The astronomical observatory ÇOMÜ Ulupınar Observatory, established in 2002, is run by the faculty.

Faculty of Theology
The ÇOMÜ Faculty of Theology is in its own building on the Terzioglu Campus. It offers undergraduate and postgraduate programmes to train students who will be able to offer their services to the community as Islamic clergymen or scholars or teachers of religious subjects in schools. Students who elect to study appropriate optional courses can also find employment in state archives or similar institutions.

Importance is also given to academic undertakings. Members of the faculty have organized national and international conferences and panel discussions, participated in interdisciplinary and regional projects (one of these funded by the Turkish Academy of Sciences), and presented papers at national and overseas conferences. Results of research undertakings are presented in publications and information about religious subjects given to the general public through participation in TV programmes and the like.

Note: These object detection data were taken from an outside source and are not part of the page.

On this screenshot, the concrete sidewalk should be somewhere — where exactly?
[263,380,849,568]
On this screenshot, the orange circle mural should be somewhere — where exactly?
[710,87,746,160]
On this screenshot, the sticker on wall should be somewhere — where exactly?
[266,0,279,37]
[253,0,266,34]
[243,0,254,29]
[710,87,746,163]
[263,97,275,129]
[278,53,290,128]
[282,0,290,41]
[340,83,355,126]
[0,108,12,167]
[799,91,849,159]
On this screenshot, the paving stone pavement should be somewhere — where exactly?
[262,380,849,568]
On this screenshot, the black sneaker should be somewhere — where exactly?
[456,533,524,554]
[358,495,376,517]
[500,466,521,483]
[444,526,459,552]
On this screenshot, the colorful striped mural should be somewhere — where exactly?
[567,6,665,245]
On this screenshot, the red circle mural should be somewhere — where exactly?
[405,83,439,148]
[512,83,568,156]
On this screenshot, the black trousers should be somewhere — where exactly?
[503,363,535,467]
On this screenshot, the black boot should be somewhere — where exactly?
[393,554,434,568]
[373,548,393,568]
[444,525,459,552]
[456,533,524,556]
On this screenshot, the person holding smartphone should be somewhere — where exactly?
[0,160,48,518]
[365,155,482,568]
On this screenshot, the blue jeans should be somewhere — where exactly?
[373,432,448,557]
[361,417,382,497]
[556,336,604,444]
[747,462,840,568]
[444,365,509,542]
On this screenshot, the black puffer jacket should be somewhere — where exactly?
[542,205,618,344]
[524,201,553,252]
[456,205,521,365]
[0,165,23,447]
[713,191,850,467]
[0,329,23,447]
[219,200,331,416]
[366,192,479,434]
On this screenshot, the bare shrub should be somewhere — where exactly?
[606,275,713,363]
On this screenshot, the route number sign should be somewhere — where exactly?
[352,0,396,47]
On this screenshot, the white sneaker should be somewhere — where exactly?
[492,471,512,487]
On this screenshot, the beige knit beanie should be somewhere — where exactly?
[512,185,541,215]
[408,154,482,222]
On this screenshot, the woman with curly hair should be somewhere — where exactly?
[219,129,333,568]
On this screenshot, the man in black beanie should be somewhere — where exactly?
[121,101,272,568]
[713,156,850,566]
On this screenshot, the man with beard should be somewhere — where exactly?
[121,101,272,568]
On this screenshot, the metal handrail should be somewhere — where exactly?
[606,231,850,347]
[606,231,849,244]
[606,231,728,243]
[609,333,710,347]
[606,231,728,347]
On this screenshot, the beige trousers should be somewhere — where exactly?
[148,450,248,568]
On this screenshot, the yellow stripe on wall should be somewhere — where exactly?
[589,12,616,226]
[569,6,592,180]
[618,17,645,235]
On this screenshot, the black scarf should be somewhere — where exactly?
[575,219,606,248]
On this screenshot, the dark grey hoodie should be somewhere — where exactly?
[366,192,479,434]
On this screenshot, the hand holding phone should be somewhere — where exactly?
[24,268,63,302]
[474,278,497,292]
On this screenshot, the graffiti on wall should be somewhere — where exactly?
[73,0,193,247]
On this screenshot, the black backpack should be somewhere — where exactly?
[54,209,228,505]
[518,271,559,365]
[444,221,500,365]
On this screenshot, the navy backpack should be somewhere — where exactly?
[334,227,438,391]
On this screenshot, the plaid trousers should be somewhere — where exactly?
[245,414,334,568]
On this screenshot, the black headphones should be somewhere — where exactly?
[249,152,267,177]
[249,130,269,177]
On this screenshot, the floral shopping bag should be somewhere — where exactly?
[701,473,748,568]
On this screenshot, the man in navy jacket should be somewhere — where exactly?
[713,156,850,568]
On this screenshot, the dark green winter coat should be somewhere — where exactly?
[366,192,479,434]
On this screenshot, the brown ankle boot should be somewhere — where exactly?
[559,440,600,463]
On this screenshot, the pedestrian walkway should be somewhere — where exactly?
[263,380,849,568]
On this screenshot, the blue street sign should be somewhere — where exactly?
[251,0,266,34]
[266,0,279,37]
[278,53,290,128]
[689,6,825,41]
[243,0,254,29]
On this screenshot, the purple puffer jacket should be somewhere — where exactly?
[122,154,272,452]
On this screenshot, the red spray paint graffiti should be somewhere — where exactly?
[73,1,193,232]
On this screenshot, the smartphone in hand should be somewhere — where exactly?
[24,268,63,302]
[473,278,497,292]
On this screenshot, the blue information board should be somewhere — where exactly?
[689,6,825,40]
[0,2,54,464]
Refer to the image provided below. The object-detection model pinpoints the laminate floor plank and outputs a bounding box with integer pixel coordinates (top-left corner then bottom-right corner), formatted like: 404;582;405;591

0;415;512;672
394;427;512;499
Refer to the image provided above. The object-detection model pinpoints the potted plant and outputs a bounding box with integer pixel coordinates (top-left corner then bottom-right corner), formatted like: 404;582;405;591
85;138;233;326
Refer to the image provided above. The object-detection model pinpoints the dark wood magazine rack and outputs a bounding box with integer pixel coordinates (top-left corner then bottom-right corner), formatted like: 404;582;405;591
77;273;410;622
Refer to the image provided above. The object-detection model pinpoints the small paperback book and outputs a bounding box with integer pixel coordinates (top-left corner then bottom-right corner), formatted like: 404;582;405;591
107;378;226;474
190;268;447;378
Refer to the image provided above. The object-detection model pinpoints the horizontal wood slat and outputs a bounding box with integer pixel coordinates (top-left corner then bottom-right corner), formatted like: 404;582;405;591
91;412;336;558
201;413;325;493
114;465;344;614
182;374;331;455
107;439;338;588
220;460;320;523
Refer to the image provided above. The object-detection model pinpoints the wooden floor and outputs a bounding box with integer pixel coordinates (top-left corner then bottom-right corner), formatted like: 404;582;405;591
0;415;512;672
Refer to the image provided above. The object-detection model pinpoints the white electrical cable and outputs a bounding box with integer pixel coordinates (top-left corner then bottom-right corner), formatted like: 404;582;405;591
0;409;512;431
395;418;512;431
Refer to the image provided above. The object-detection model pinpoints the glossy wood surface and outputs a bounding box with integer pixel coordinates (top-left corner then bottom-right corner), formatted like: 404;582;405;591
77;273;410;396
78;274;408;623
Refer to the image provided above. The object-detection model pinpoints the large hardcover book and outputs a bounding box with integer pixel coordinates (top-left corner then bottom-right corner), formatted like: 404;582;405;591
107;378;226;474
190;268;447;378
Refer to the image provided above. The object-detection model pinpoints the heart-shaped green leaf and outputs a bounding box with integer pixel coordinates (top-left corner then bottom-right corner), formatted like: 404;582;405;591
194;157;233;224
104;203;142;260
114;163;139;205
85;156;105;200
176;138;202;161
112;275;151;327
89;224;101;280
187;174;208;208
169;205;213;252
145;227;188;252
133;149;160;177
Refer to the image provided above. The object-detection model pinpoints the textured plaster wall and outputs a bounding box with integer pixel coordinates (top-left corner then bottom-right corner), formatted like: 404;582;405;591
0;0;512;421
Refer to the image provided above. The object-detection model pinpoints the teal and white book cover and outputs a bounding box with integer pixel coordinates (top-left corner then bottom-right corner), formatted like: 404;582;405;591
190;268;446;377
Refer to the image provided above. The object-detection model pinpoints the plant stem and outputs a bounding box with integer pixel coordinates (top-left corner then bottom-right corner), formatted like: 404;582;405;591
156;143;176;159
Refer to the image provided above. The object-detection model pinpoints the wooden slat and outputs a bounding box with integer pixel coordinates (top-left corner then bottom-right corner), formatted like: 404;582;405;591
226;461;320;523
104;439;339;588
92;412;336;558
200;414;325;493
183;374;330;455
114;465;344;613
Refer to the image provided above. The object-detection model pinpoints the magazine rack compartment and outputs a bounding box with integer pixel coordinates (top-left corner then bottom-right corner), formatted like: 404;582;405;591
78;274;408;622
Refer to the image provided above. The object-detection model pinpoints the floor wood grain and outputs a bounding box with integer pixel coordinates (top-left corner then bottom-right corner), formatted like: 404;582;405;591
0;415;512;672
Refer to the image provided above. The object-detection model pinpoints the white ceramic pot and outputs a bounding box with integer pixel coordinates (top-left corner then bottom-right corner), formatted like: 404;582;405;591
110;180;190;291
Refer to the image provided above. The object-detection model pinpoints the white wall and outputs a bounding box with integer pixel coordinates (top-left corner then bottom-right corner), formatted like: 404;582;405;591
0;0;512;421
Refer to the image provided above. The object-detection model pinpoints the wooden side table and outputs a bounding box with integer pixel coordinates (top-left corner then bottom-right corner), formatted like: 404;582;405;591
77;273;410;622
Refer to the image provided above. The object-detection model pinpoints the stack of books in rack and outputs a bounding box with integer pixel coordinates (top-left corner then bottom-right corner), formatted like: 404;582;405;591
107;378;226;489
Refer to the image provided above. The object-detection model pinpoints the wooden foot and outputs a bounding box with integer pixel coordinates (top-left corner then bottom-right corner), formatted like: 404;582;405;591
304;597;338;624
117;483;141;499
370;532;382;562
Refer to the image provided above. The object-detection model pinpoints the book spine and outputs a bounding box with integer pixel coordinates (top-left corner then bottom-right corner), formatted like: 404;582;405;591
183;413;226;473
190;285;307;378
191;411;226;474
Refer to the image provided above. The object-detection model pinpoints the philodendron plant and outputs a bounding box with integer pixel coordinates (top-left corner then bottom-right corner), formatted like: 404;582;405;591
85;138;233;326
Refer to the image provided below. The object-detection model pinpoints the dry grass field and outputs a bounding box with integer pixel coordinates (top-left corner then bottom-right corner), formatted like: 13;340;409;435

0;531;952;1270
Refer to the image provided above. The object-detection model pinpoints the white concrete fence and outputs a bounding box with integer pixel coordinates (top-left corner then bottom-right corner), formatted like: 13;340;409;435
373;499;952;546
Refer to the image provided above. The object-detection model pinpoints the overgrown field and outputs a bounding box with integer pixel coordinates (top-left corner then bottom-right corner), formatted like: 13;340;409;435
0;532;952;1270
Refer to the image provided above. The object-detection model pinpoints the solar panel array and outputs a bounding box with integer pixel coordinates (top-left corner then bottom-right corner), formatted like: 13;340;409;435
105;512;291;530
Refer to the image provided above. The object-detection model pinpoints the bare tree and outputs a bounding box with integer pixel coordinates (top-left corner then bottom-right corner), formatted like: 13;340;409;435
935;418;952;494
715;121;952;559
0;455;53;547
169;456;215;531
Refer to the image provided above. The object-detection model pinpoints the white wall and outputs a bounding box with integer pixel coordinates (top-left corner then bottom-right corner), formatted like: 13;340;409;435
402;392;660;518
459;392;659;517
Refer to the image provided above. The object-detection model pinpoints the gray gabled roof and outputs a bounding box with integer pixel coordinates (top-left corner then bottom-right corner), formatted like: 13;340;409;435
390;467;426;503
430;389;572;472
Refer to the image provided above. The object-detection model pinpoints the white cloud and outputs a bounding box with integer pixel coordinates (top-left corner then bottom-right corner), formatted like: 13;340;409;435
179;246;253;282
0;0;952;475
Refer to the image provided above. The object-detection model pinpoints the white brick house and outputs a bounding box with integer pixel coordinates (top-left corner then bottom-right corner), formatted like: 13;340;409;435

Departments are Basic Islamic Studies, Islamic History and Art, Philosophy and Religious Studies.

Faculty of Communication 
Founded in 2011. It is one of latest faculties of the university with 320 students.

Faculty of Political Sciences in Çanakkale 
Founded as "Faculty of Economics and Administrative Sciences" in 2012, began its first year with 11 departments (Political Science and Public Administration, Department of Economics, Department of Business Administration, Department of International Relations, Labour Economics and Industrial relations Department, Finance Department, Health Administration, Department of Social Services, Department of Econometrics, International Trade and Finance Department and the Management Information Systems Department).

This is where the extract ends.